In November 2017, the US Fish and Wildlife Service announced it was reversing a 2014 Obama administration ban on the importation of sport-hunted elephant trophies from Zimbabwe and Zambia. (See AWI Quarterly, spring 2018.)

Days later, President Trump contradicted his own agency’s pronouncement by tweeting “Put big game trophy decision on hold until such time as I review all conservation facts.” and “[I] will be very hard pressed to change my mind that this horror show in any way helps conservation of Elephants or any other animal.” He reiterated this stance during a January interview with British journalist Piers Morgan, stating emphatically “I didn’t want elephants killed and stuffed and have the tusks brought back into this [country].”

Meanwhile, in December, a federal appeals court stirred the pot further by ruling that the Obama-era USFWS had failed to follow proper procedures in issuing the ban in the first place. It should have initiated a formal process of proposing a regulation and inviting public comment. (Had it done so, interestingly enough, the November 2017 counter pronouncement would have been ineffective on similar grounds—as it, too, was made without notice and comment.)

Twitter and talk show statements do not constitute policy, however, and it was very unclear what to make of it all. Would Trump follow through on his expressed sentiments and direct the USFWS to take the procedural steps necessary to make the trophy ban stick?

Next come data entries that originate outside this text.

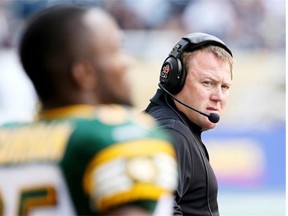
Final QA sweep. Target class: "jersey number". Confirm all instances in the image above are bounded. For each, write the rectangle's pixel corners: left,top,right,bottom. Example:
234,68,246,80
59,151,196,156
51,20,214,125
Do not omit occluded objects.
0,185,57,215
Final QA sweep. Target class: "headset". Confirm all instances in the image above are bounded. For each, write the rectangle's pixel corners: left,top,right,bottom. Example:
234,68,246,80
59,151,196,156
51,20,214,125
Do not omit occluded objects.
160,32,233,94
158,32,233,216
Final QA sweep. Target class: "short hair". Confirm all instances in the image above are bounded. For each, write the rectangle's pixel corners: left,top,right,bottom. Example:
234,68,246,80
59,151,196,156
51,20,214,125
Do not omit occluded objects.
19,5,91,101
181,45,233,79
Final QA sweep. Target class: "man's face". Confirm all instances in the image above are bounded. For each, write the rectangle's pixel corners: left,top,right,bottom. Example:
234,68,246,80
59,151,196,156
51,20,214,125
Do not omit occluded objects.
175,50,232,130
83,9,132,105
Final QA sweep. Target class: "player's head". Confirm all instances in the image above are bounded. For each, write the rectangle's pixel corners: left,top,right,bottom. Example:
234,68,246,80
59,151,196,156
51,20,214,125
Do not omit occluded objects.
19,5,131,107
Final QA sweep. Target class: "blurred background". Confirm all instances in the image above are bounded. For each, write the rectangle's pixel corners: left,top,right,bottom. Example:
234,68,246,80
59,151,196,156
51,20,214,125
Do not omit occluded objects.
0,0,286,216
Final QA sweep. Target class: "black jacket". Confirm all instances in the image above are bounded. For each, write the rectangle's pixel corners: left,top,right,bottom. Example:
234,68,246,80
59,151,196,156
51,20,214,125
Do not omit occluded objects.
145,89,219,216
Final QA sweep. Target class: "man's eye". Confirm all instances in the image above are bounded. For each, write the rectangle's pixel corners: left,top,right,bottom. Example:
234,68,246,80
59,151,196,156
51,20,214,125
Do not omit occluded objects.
222,85,230,90
203,81,212,86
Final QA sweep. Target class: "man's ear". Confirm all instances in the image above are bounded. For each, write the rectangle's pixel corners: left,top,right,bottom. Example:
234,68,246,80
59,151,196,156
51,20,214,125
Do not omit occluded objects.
71,61,98,90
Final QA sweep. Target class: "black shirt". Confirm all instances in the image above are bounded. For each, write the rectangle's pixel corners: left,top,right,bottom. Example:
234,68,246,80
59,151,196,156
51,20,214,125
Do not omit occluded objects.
145,89,219,216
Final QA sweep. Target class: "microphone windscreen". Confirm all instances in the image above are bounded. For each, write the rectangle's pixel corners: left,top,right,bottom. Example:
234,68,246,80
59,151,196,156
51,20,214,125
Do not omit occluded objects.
208,113,220,123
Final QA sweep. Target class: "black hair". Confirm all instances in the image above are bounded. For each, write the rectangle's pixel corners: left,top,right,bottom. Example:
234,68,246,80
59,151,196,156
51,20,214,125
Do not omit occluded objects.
19,5,91,101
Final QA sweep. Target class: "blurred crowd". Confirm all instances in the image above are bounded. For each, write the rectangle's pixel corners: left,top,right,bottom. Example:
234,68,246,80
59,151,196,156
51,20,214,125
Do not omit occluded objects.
0,0,285,50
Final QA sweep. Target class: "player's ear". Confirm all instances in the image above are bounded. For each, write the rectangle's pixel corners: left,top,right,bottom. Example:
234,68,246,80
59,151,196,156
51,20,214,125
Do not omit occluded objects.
71,61,98,90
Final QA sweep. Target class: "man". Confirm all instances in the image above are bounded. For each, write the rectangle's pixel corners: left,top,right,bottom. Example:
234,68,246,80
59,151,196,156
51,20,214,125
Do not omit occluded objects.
0,6,177,216
146,33,233,216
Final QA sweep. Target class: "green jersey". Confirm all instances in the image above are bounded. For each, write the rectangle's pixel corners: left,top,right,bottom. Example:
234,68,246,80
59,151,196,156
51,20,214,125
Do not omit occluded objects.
0,105,177,215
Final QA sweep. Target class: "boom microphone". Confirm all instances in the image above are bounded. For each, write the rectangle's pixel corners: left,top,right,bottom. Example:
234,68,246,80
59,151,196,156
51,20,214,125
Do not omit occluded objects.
158,83,220,123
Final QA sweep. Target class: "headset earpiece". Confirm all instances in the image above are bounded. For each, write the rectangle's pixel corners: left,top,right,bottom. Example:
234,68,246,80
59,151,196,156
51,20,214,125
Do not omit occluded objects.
160,32,233,95
160,56,186,94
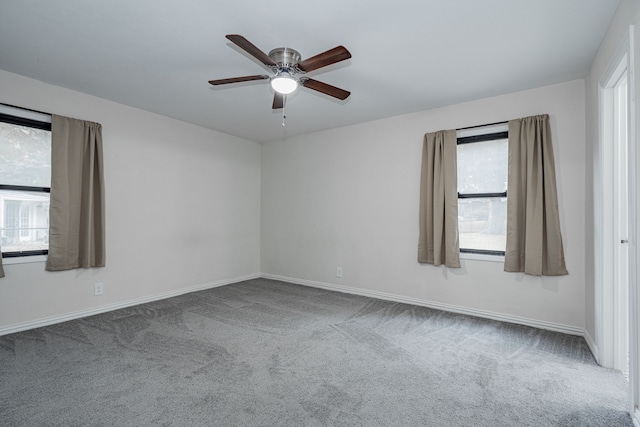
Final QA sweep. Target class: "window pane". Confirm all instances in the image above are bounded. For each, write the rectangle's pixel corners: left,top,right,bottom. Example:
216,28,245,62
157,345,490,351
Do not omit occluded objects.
458,197,507,251
0,190,49,252
0,122,51,187
458,139,509,194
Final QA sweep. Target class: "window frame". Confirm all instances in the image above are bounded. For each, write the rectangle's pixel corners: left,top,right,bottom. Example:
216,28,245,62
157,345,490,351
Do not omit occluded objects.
0,103,51,259
456,122,509,257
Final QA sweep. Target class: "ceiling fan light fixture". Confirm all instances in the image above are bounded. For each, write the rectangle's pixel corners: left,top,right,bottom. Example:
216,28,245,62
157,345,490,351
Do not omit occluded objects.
270,72,298,95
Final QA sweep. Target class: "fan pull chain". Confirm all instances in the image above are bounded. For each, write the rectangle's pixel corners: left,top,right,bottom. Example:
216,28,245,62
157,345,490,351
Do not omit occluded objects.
282,98,287,127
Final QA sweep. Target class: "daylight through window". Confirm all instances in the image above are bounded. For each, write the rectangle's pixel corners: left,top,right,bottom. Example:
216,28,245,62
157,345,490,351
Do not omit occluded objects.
0,104,51,258
457,123,509,255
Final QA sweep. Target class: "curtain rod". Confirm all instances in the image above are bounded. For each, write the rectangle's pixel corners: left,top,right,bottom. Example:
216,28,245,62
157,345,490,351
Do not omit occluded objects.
456,121,509,130
0,102,52,116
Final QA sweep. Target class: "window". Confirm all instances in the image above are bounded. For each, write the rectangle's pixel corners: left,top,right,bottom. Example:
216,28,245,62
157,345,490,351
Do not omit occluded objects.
457,123,509,255
0,104,51,258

He would not. On March 1, the USFWS announced it will henceforth consider permits to import elephant trophies from African nations on a “case-by-case basis.” The agency did not elaborate on the criteria; however, Interior Secretary Zinke is an ardent supporter of trophy hunting. One can assume, therefore, that the USFWS fully intends to allow trophies in… and to treat Trump’s tweets as just so much chirping.